# Euclidean quantum mechanics

This is a general program of probabilistic reinterpretation of
Quantum Mechanics initiated by us in the mid eighties and founded on an
old suggestion of E. Schrödinger (1931). It is Euclidean and,
therefore, deals with heat equations instead of Schrödinger equations.
But, in contrast with Kac's approach, it preserves the time symmetry of
all well defined probability measures on path spaces involved in the
construction. Its key point is to use two heat equations, adjoint to
each other with respect to the time parameter.

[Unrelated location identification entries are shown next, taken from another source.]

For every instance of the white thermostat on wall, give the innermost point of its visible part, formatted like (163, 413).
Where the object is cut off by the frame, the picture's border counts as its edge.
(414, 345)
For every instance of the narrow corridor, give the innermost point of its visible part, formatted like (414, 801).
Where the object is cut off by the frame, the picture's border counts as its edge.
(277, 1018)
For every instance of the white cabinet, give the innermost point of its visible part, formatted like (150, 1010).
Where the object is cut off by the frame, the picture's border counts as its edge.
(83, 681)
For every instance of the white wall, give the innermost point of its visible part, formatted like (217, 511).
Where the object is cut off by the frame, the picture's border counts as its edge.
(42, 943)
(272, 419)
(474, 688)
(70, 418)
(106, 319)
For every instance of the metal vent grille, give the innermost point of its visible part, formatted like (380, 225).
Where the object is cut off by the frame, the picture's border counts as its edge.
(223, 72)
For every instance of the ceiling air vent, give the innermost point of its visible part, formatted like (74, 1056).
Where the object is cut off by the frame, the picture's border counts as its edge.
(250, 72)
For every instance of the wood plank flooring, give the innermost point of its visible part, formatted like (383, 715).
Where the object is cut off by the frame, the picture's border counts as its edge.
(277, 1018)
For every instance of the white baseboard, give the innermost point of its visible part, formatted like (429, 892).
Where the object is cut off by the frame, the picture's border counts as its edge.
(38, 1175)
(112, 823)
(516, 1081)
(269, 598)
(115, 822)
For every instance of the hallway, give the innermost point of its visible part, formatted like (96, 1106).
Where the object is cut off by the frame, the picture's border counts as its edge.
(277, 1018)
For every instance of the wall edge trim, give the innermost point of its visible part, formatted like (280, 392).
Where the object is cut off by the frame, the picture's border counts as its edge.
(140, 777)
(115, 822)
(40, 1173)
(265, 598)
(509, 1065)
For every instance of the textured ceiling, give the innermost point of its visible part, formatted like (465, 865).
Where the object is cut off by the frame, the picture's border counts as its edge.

In the simplest one
dimensional free case, whose quantum Hamiltonian is
*H*_{0} = - 1/2
∂^{2}/∂*q*^{2},
this means that positive solutions of -∂η*/∂*t* =
*H*_{0}η* and ∂η/∂*t* =
*H*_{0}η are used to produce a real
valued diffusion *Z*_{t}, on
generally finite time intervals, such that ∫_{A}
ηη*(*q*,*t*)d*q* =
Pr{*Z*_{t} ∈ *A*} for
*A* a Borelian and Pr denoting a probability. This approach is
in no way limited to the position representation. Such processes are
often referred to as reciprocal, Bernstein, variational, or even local
Markov or two-sided Markov.

This Euclidean analogy has allowed, for instance, to discover a Quantum Noether Theorem in Hilbert space whose predictions are richer than the result available in textbooks.

The goal of Euclidean Quantum Mechanics is to construct the closest probabilistic analogy with Quantum Theory, preserving Feynman's intuition of "quantum paths" and allowing to discover qualitatively new quantum effects. This program also aims at introducing new structures in Stochastic Analysis,inspired by quantum theory.

In recent years, the above-mentioned suggestion of Schrödinger has been known as the "Schrödinger Problem" in the Mass Transportation community.